# Testing Topic Modelling

This has to be done on full dataset. Let's see if my computer can handle it. Else we will move this to Google Colab.  

I first try to base the topics on the tf-idf vectors.  

In [169]:
# general:
import numpy as np
import pandas as pd

import time # will be use to choose the faster solution
from sklearn.pipeline import make_pipeline
from sklearn.preprocessing import Normalizer # Normalize samples individually to unit norm.

# NLP:
import spacy
from sklearn.metrics.pairwise import cosine_similarity
from gensim.models import word2vec
from sklearn.feature_extraction.text import CountVectorizer, TfidfVectorizer
from sklearn.decomposition import TruncatedSVD # LSA
from sklearn.decomposition import NMF # NMF



In [3]:
# load data:
raw_winedata = pd.read_csv("../data/winemag-data-190314.csv").drop("Unnamed: 0", axis=1) # indexes were stored as col
initial_number_of_rows = raw_winedata.shape[0]
print(raw_winedata.shape)
raw_winedata.head()


(141617, 14)


Unnamed: 0,country,description,designation,points,price,province,region_1,region_2,taster_name,taster_twitter_handle,title,variety,winery,vintage
0,Italy,"Aromas include tropical fruit, broom, brimston...",Vulkà Bianco,87,,Sicily & Sardinia,Etna,,Kerin O’Keefe,@kerinokeefe,Nicosia 2013 Vulkà Bianco (Etna),White Blend,Nicosia,2013.0
1,Portugal,"This is ripe and fruity, a wine that is smooth...",Avidagos,87,15.0,Douro,,,Roger Voss,@vossroger,Quinta dos Avidagos 2011 Avidagos Red (Douro),Portuguese Red,Quinta dos Avidagos,2011.0
2,US,"Tart and snappy, the flavors of lime flesh and...",,87,14.0,Oregon,Willamette Valley,Willamette Valley,Paul Gregutt,@paulgwine,Rainstorm 2013 Pinot Gris (Willamette Valley),Pinot Gris,Rainstorm,2013.0
3,US,"Pineapple rind, lemon pith and orange blossom ...",Reserve Late Harvest,87,13.0,Michigan,Lake Michigan Shore,,Alexander Peartree,,St. Julian 2013 Reserve Late Harvest Riesling ...,Riesling,St. Julian,2013.0
4,US,"Much like the regular bottling from 2012, this...",Vintner's Reserve Wild Child Block,87,65.0,Oregon,Willamette Valley,Willamette Valley,Paul Gregutt,@paulgwine,Sweet Cheeks 2012 Vintner's Reserve Wild Child...,Pinot Noir,Sweet Cheeks,2012.0


In [35]:
# try to keep only varieties that occur more than n times:
n = 500
variety_counts = raw_winedata.variety.value_counts()
winedata = raw_winedata[raw_winedata.variety.isin(variety_counts.index[variety_counts.gt(n)])] # pandas.DataFrame.gt = get greater
print(winedata.shape)


(122856, 14)


**Even if we strongly limit the minimal number of occurences for a variety, we still get a large dataset, and computations will be slow on a laptop.**

In [180]:
domain_specific_stopwords = ['$', ' ', '’s', 'wine', 'winemaker', 'winemaking', 'winery', 
                            '2020–2030', '2–3', '3–4', '4–5', '5–6', '6–8']

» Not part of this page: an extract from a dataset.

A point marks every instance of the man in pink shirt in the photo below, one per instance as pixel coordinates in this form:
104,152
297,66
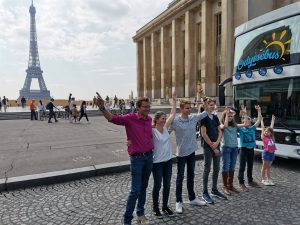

# a list of all wine varieties. this is not perfect as some varieties are compound words. But it's a start.
variety_stopwords = winedata.variety.unique().tolist()
variety_stopwords = [str(variety).lower() for variety in variety_stopwords] # convert to lowercase
variety_stopwords.append(['pinot', 'cabernet', 'sauvignon', ]) # as frequent and only happens as compound word

In [181]:
# Updating our tokenizer function:
def tokenize_and_clean(description):

    # Tokenize:
    mytokens = nlp(description)

    # Removing stopwords, punctuation and convert to lower_case + AND NUMBERS (or use is_digit?)
    mytokens = [token.lower_ for token in mytokens if not token.is_punct and not token.is_stop and not token.like_num and not token.is_digit]
    
    # remove domain-specific stopwords:
    mytokens = [token for token in mytokens if token not in domain_specific_stopwords]
            
    # remove wine variety occurrences in the descriptions:
    mytokens = [token for token in mytokens if token not in variety_stopwords]
                
    # Return preprocessed list of tokens
    return mytokens

In [182]:
# We do not need word vectors here, so we can upload the small English model from spaCy:
nlp = spacy.load('en_core_web_sm', disable=['tagger', 'parser', 'ner'])

In [183]:
time0 = time.time()

tfidf_vector = TfidfVectorizer(tokenizer = tokenize_and_clean, # using our custom tokenizer
                               ngram_range=(1,1),
                               max_df=0.95, # ignore t that have a df higher than max_df (corpus-specific stopwords)
                               min_df=10, # ignore terms that have a doc freq lower than threshold.
                               max_features=2000
                            )
# Applying the vectorizer:
wine_tfidf = tfidf_vector.fit_transform(winedata.description) # input: the column "description"

# Getting the word list.
terms = tfidf_vector.get_feature_names()

print('Done! it took', time.time()-time0, 'seconds.')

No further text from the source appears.